8. Anılan Kanun’un “Hükmün kapsamı” başlıklı 297. maddesinin (1) numaralı fıkrasında hükmün Türk Milleti Adına verileceği belirtilmiş; söz konusu fıkranın (ç) bendinde hüküm sonucu, yargılama giderleri ile taraflardan alınan avansın harcanmayan kısmının iadesi hükmün kapsadığı hususlar arasında sayılmıştır. Maddenin (2) numaralı fıkrasında ise hükmün sonuç kısmında gerekçeye ait herhangi bir söz tekrar edilmeksizin taleplerden her biri hakkında verilen hükümle, taraflara yüklenen borç ve tanınan hakların sıra numarası altında açık, şüphe ve tereddüt uyandırmayacak şekilde gösterilmesi gerektiği ifade edilmiştir.
9. Kanun’un “Hüküm nüshası” başlıklı 301. maddesinin (2) numaralı fıkrasında taraflardan her birine verilen hüküm nüshasının ilam olduğu belirtilmiştir.
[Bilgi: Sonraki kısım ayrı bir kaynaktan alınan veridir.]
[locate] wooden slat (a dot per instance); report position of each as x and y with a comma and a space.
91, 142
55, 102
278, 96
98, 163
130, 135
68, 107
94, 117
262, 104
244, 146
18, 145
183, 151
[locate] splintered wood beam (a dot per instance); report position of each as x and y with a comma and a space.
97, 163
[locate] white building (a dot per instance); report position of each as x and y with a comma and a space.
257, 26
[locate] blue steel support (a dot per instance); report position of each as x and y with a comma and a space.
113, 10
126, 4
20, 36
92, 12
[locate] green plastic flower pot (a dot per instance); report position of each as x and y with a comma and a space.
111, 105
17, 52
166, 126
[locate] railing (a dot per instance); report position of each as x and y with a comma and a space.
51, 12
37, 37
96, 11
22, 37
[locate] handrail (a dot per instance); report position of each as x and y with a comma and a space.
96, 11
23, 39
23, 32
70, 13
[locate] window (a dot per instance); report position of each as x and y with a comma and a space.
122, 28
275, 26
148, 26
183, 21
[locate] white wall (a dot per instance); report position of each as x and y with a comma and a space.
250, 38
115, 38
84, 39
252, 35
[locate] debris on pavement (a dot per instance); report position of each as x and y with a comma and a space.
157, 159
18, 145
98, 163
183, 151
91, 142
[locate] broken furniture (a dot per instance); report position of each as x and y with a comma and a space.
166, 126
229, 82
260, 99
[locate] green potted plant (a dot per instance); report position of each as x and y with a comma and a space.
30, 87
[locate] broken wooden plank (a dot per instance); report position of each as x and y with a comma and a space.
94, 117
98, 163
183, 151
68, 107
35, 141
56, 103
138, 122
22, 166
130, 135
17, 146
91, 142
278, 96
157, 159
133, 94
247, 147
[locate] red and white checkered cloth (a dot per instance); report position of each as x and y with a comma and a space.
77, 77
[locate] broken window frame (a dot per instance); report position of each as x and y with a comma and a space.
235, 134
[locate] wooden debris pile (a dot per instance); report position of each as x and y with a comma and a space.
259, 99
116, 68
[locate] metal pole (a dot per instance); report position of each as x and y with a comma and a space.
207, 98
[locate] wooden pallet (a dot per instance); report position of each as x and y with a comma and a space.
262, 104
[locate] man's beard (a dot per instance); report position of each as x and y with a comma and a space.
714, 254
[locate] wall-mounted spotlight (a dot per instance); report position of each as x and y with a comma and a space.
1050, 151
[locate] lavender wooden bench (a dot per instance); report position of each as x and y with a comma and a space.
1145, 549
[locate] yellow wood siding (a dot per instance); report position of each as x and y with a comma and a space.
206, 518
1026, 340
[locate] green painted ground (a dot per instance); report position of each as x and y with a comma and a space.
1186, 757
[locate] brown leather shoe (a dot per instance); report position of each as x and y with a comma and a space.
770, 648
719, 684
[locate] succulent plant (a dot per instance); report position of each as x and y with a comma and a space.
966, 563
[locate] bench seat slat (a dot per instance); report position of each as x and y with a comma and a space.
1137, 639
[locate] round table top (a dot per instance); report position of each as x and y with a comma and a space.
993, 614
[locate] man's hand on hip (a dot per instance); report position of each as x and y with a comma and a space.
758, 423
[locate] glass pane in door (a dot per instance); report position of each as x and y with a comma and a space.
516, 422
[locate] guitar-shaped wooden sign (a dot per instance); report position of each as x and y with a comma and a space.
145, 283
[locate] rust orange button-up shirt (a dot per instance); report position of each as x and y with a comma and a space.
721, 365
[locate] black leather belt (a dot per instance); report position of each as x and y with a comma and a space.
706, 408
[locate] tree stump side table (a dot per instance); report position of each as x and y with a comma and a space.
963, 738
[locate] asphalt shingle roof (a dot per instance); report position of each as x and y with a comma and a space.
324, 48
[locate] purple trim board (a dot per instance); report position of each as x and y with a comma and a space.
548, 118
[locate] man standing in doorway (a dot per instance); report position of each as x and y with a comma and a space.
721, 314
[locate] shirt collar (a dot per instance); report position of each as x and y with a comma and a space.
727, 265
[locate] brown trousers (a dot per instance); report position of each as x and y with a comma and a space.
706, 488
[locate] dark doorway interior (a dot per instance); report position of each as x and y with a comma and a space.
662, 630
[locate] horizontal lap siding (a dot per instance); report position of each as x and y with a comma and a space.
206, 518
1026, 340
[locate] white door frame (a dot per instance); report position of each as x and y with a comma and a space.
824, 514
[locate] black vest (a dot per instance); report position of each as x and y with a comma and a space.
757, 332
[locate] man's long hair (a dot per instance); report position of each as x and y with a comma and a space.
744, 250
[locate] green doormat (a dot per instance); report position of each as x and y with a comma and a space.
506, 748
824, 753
10. İlamların cebri icrası 9/6/1932 tarihli ve 2004 sayılı İcra ve İflas Kanunu hükümlerine göre icra mercilerince gerçekleştirilmektedir. Bu kapsamda anılan Kanun’un “İcra daireleri:” başlıklı 1. maddesinin birinci fıkrasında her asliye mahkemesinin yargı çevresinde yeteri kadar icra dairesinin bulunacağı öngörülmüştür.
11. Kanun’un “Takibin başlaması :” başlıklı 35. maddesinin birinci fıkrasında takibin ilamın icra dairesine tevdii ile başlayacağı, isteyen alacaklıya kayıt numarasını gösteren ücretsiz ve pulsuz bir alındı belgesinin verileceği ifade edilmiş; “İcra emri ve muhtevası :” başlıklı 32. maddesinin birinci fıkrasında ise para borcuna veya teminat verilmesine ilişkin ilamın icra dairesine verilmesi durumunda icra memurunun borçluya bir icra emri tebliğ edeceği belirtilmiş ve anılan emirde yer alacak hususlar düzenlenmiştir.
12. 6100 sayılı Kanun’un “Başvurunun icraya etkisi” başlıklı 350. maddesinin (1) numaralı fıkrasında istinaf yoluna başvurulmuş olmasının kararın icrasını durdurmayacağı, 2004 sayılı Kanun’un icranın geri bırakılmasıyla ilgili 36. maddesi hükmünün saklı olduğu, nafaka kararlarında icranın geri bırakılmasına karar verilemeyeceği, (2) numaralı fıkrasında ise kişiler hukuku, aile hukuku ve taşınmaz mal ile ilgili ayni haklara ilişkin kararların kesinleşmedikçe yerine getirilemeyeceği belirtilmiştir.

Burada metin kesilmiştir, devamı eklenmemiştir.